Fighting such a the dam is a huge challenge in Guatemala. In many cases, the government control that the oligarchy has (this project’s owners included) is almost unassailable. But this project is angering thousands of local villagers, and the human rights issues (non-consultation of the local people), among other legal issues such as the land acquisition, is one that the courts have shown a willingness to consider.

There are several groups lining up against the dam. The central one is an association of 100 local communities led by a directorate of 10 local organizers. The communities are impoverished but the leaders have experience fighting such projects (they have halted a smaller one on the nearby Río Lanquín) and are strongly committed to the cause.

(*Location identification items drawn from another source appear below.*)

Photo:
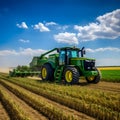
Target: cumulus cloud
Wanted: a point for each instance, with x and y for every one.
(50, 23)
(69, 38)
(24, 41)
(27, 51)
(22, 25)
(114, 49)
(41, 27)
(106, 27)
(13, 58)
(7, 52)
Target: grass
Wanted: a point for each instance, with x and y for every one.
(98, 104)
(110, 75)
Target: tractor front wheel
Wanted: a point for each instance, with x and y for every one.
(71, 75)
(47, 72)
(94, 79)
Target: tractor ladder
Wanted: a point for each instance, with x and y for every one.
(58, 73)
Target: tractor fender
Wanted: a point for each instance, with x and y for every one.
(51, 64)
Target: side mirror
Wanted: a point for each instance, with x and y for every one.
(58, 50)
(83, 51)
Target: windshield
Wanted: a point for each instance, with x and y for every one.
(72, 53)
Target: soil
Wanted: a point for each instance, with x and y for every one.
(30, 112)
(3, 113)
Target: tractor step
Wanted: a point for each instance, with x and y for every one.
(58, 74)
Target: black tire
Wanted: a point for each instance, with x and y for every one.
(49, 75)
(95, 79)
(71, 75)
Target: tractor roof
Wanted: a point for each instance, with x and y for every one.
(69, 48)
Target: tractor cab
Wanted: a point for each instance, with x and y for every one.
(65, 54)
(68, 65)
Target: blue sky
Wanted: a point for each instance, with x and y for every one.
(30, 27)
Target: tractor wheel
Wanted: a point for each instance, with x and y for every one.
(94, 79)
(71, 75)
(47, 72)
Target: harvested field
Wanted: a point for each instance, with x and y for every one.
(55, 101)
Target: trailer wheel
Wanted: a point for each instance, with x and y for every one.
(71, 75)
(94, 79)
(47, 72)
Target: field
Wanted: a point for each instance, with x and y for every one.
(110, 74)
(32, 99)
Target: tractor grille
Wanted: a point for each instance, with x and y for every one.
(89, 64)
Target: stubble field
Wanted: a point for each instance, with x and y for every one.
(28, 99)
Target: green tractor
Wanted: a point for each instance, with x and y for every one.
(66, 65)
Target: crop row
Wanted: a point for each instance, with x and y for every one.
(96, 110)
(15, 111)
(97, 97)
(47, 109)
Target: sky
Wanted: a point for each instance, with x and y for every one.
(31, 27)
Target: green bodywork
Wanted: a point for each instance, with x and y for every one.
(78, 62)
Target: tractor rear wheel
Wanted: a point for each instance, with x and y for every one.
(94, 79)
(47, 72)
(71, 75)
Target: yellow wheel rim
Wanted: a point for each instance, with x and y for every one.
(68, 76)
(44, 73)
(91, 78)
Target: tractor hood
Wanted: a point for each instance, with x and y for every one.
(83, 58)
(85, 63)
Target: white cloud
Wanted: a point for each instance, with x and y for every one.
(114, 49)
(50, 23)
(13, 58)
(24, 41)
(27, 51)
(106, 27)
(7, 52)
(22, 25)
(41, 27)
(69, 38)
(108, 62)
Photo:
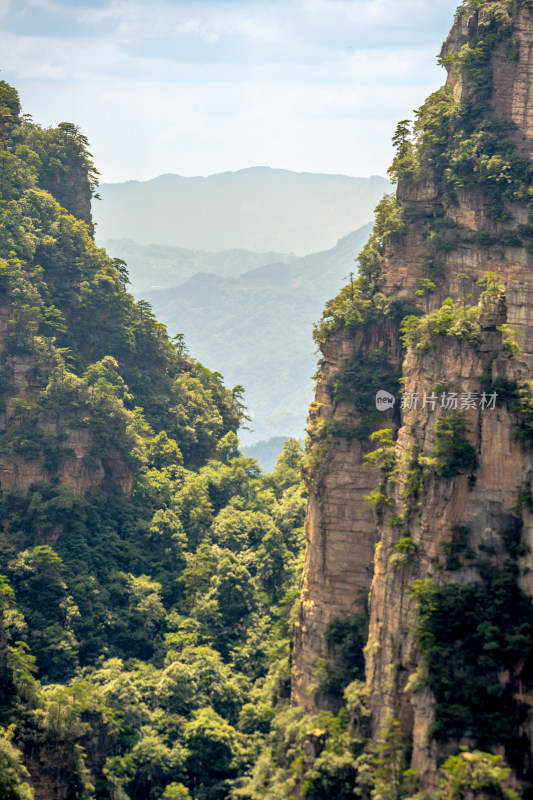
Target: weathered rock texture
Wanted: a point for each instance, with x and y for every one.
(343, 563)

The leaders promote peaceful action, since they have seen in other parts of Guatemala that more forceful protest often backfires in Guatemala. An important group accompanying them is Colectivo Madre Selva (www.colectivomadreselva.org), a non-profit that supports such communities with legal support, and by the way also supports community-run mini-hydroelectric projects. Madre Selva has a strong community and human rights orientation, and in my conversations with several of their people I have found them exceptionally dedicated and knowledgeable.

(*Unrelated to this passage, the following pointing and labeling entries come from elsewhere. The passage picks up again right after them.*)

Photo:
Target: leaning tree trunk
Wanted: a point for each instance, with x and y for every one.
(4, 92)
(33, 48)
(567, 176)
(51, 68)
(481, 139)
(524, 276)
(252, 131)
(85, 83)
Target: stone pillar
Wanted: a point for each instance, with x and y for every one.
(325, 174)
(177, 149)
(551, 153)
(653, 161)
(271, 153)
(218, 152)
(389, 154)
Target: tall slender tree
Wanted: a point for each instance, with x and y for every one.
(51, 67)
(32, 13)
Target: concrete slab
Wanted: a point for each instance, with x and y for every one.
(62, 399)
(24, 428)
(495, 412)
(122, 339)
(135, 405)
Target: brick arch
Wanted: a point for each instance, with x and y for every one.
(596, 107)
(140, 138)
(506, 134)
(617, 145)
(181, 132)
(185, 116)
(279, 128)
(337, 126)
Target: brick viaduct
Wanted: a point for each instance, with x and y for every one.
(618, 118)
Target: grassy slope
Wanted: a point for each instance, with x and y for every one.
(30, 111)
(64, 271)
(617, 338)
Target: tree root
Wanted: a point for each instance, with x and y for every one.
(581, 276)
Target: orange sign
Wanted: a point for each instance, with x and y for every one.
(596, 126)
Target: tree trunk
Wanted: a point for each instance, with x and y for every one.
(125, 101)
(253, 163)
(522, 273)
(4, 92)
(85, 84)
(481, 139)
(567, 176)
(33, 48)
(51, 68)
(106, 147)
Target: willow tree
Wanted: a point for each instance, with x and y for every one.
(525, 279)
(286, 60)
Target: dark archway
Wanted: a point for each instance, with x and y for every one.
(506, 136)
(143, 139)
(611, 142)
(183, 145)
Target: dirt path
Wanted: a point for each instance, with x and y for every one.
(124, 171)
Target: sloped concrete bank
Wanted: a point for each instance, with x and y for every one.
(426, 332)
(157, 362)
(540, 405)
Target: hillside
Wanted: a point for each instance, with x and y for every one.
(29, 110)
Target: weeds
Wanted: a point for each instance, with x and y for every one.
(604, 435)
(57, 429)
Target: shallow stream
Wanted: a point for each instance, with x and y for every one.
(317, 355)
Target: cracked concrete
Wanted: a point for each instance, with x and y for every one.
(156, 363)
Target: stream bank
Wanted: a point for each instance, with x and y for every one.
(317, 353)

While this fight is on principle, money is also needed. Without it, the resistance is severely handicapped and a long-term and non-violent solution is doomed. As explained in the attached proposal from Madre Selva, about $20,000 is needed not only for the legal costs but for community education and political activities. Madre Selva operates on a bare-bones budget (mostly grants from European Union governments and NGOs targeted for specific projects), and the communities are some of the poorest in Guatemala. Despite having trouble providing for the families, the community members are willing to attend meetings, travel, and protest to save their river, but it is unrealistic to expect them to put up a prolonged fight without outside resources. And according to Madre Selva (and me) their involvement is absolutely critical. All money raised will be administered by Madre Selva in direct support of the communities and their activities.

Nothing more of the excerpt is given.